Radiation Therapy: It involves using high-energy X-rays to destroy cancer cells. Radiation therapy can cause side effects like sores or irritation, trouble swallowing or tasting, less saliva, less appetite, and feeling sick.
Chemotherapy: It refers to the use of anti-cancer medications to eliminate cancer cells throughout the body. It is more often used for head and neck cancers that are in an advanced stage. Some of the side effects include mouth sores, loss of appetite, feeling sick, throwing up, feeling tired, getting a rash, having joint pain, and losing hair.
Frequently Asked Questions
1. Is there a connection between HPV infection and cancer of the head and neck?
Human papillomavirus infection is responsible for almost 10,000 cases of cancer each year. In addition, some people who don’t have a smoking history can acquire throat cancer from a strain of HPV that is typically passed on through oral sexual contact.
2. Can the cancer in my head or neck region come back?
Years or even decades after treatment, cancer can come back, or new cancer can form. People should keep up with their regular checkups after their last cancer treatment.

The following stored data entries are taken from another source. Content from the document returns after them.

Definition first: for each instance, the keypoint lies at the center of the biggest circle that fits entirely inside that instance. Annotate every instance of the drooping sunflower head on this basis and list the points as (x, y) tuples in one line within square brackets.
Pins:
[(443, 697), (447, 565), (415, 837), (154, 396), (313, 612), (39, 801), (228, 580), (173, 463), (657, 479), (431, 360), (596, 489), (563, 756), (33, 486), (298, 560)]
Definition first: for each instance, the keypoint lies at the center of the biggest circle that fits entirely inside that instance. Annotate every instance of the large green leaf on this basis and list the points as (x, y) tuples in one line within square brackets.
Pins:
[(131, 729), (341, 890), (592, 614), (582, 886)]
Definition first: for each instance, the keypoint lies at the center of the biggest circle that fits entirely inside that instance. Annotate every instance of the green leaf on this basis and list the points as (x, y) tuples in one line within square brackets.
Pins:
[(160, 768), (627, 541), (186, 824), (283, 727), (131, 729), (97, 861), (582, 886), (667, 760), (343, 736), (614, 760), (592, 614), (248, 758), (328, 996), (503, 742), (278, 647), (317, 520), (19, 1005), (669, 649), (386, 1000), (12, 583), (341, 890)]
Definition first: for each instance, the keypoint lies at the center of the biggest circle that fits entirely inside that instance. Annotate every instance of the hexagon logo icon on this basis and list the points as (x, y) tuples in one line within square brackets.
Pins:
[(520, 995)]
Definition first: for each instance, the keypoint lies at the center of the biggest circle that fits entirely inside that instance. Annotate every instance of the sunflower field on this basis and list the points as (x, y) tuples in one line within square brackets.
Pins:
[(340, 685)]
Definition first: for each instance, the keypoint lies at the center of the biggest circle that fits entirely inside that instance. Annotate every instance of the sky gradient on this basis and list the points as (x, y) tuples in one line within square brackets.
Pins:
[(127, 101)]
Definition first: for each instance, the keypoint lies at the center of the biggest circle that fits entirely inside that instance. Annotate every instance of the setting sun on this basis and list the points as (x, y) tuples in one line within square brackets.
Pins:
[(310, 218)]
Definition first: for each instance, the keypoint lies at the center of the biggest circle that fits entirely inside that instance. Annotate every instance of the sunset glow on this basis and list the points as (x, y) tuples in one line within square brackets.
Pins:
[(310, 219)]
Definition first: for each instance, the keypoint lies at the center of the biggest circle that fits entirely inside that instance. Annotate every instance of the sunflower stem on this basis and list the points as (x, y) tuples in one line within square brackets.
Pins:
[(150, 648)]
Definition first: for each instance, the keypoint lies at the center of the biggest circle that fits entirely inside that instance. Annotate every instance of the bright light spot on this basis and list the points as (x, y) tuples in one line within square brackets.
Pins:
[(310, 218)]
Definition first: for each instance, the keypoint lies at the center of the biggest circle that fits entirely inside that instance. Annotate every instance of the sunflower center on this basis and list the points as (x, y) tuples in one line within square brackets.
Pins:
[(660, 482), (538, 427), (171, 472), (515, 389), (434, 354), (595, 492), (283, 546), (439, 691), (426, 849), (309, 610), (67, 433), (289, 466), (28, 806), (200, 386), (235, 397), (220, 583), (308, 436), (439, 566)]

3. How does the doctor evaluate the stage of my head and neck cancer?
Blood tests and other spectroscopic methods can tell the head and neck cancer stage. Afterwards, clinicians employ the TNM stage system:
- T: Tumor volume and location
- N: Number of sensitive lymph nodes
- M: Cancerous tissue metastasis (spread)
4. Among various head and neck cancers, which ones have the best prognosis?
Papillary and follicular thyroid cancers have the best prognosis of all head and neck cancers. Patients with cancer that has not spread have high chances of survival. The prognosis for HPV-related oropharyngeal cancers is also excellent. Early-stage tumors have the best chance of being cured.